Dany-Knedlik also flagged the so-called debt brake, a long-standing fiscal rule that is enshrined in Germany’s constitution, which limits the size of the structural budget deficit and how much debt the government can take on.
Whether or not the clause should be overhauled has been a big part of the fiscal debate ahead of the election. While the CDU ideally does not want to change the debt brake, Merz has said that he may be open to some reform.
“To increase growth prospects substantially without increasing debt also seems rather unlikely,” DIW’s Dany-Knedlik said, adding that, if public investments were to rise within the limits of the debt brake, significant tax increases would be unavoidable.
“Taking into account that a 2 Percent growth target is to be reached within a 4 year legislation period, the Agenda 2030 in combination with conservatives attitude towards the debt break to me reads more of a wish list than a straight forward economic growth program,” she said.
Franziska Palmas, senior Europe economist at Capital Economics, sees some benefits to the plans of the CDU-CSU union, saying they would likely “be positive” for the economy, but warning that the resulting boost would be small.
“Tax cuts would support consumer spending and private investment, but weak sentiment means consumers may save a significant share of their additional after-tax income and firms may be reluctant to invest,” she told CNBC.
Palmas nevertheless pointed out that not everyone would come away a winner from the new policies.

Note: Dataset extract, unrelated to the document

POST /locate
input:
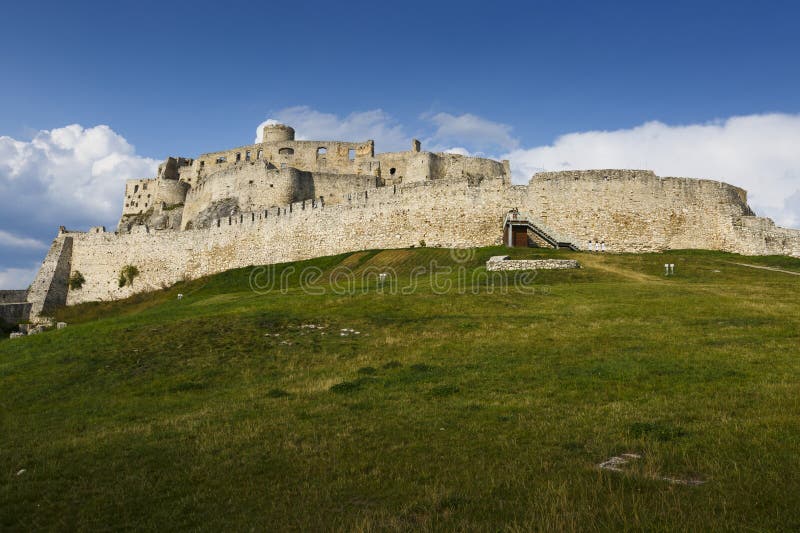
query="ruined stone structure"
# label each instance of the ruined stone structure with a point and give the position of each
(286, 199)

Income tax cuts would benefit middle- and higher-income households more than those with a lower income, who would also be affected by potential reductions of social benefits.
Coalition talks ahead
Following the Sunday election, the CDU/CSU will almost certainly be left to find a coalition partner to form a majority government, with the Social Democratic Party or the Green party emerging as the likeliest candidates.

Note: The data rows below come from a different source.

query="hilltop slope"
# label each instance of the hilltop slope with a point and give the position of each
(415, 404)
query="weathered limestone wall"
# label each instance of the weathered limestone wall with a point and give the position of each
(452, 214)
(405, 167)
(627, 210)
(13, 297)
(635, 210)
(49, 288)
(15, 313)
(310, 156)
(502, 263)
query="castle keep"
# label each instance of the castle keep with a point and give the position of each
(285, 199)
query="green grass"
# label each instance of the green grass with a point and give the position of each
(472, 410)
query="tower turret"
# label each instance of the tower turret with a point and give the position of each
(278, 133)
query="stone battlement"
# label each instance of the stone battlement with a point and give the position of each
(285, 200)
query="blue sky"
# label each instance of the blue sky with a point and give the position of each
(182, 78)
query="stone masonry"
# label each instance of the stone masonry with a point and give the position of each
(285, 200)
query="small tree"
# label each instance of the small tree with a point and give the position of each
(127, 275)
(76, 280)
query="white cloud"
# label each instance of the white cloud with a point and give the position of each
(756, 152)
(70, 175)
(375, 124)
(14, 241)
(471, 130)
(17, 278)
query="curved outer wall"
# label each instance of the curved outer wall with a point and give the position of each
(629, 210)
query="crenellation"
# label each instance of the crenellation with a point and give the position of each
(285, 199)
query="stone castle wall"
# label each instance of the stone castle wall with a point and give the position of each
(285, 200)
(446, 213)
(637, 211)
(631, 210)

The parties will need to broker a coalition agreement outlining their joint goals, including on the economy — which could prove to be a difficult undertaking, Capital Economics’ Palmas said.
“The CDU and the SPD and Greens have significantly different economic policy positions,” she said, pointing to discrepancies over taxes and regulation. While the CDU/CSU want to reduce both items, the SPD and Greens seek to raise taxes and oppose deregulation in at least some areas, Palmas explained.
The group is nevertheless likely to hold the power in any potential negotiations as it will likely have their choice between partnering with the SPD or Greens.
“Accordingly, we suspect that the coalition agreement will include most of the CDU’s main economic proposals,” she said.